Asep mengatakan, para korban yang menjalani perawatan ada di dua rumah sakit, yaitu Rumah Sakit Islam Jakarta dan di Rumah Sakit YARSI.  Dia mengaku telah memerintahkan jajarannya untuk membuka posko untuk memudahkan orangtua korban. 

"Kita sudah buat dua pasko untuk keluarga korban yang ingin mencari innformasi keberadaan anak-anaknya yang mengalami luka luka,” kata Asep.  

 

Polisi Dalami Sumber Ledakan

Ledakan terjadi di kawasan SMA Negeri 72 Jakarta, Kelapa Gading, Jakarta Utara, pada Jumat (7/11/2025). (Istimewa)

Kabid Humas Polda Metro Jaya, Kombes Budi Hermanto mengatakan, ledakan terjadi di sekitar area masjid sekolah. Berdasarkan informasi awal, terdapat dua orang korban luka yang telah dibawa ke rumah sakit terdekat untuk mendapatkan perawatan.

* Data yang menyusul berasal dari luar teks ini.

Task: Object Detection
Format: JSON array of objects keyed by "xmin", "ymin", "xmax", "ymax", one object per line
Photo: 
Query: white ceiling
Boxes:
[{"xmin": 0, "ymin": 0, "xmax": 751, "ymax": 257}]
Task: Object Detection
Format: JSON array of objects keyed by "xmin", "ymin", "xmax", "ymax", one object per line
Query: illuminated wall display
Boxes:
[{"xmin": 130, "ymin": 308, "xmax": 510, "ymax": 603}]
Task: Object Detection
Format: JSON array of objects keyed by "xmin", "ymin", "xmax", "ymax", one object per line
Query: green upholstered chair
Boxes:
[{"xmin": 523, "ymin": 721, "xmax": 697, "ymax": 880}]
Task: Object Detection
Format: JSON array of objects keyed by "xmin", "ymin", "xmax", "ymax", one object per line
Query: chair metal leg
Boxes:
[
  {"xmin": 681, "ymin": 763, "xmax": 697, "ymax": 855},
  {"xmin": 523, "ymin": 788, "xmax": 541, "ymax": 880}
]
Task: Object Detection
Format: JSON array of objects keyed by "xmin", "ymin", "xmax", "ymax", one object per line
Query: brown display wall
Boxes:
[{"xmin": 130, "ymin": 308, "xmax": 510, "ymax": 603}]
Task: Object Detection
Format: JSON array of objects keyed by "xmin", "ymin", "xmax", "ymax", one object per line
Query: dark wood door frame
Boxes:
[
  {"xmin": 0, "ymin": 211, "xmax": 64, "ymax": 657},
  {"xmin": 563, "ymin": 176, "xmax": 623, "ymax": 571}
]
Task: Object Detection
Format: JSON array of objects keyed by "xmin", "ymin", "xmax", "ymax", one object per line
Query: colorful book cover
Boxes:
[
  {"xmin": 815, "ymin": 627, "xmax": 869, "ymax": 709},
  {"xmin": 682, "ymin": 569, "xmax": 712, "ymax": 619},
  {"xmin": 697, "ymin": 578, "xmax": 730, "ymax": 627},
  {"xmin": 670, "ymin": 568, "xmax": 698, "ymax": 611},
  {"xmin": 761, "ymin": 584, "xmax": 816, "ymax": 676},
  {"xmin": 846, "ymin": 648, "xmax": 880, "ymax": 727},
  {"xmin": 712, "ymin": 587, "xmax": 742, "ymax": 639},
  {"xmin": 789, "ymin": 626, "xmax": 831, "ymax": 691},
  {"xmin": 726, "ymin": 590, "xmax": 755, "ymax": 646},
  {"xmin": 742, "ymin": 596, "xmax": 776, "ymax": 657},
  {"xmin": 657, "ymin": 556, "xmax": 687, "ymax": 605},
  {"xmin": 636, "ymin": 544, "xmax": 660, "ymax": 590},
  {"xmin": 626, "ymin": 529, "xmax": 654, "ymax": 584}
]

"Ada informasi dua korban dibawa ke rumah sakit. Ini masih didalami sumber ledakan,” ujarnya.

Ia menambahkan, tim Gegana Polri saat ini tengah melakukan penyelidikan di lokasi untuk memastikan penyebab pasti ledakan.

Polisi juga masih mengumpulkan keterangan saksi dan memeriksa sejumlah barang bukti di tempat kejadian perkara (TKP).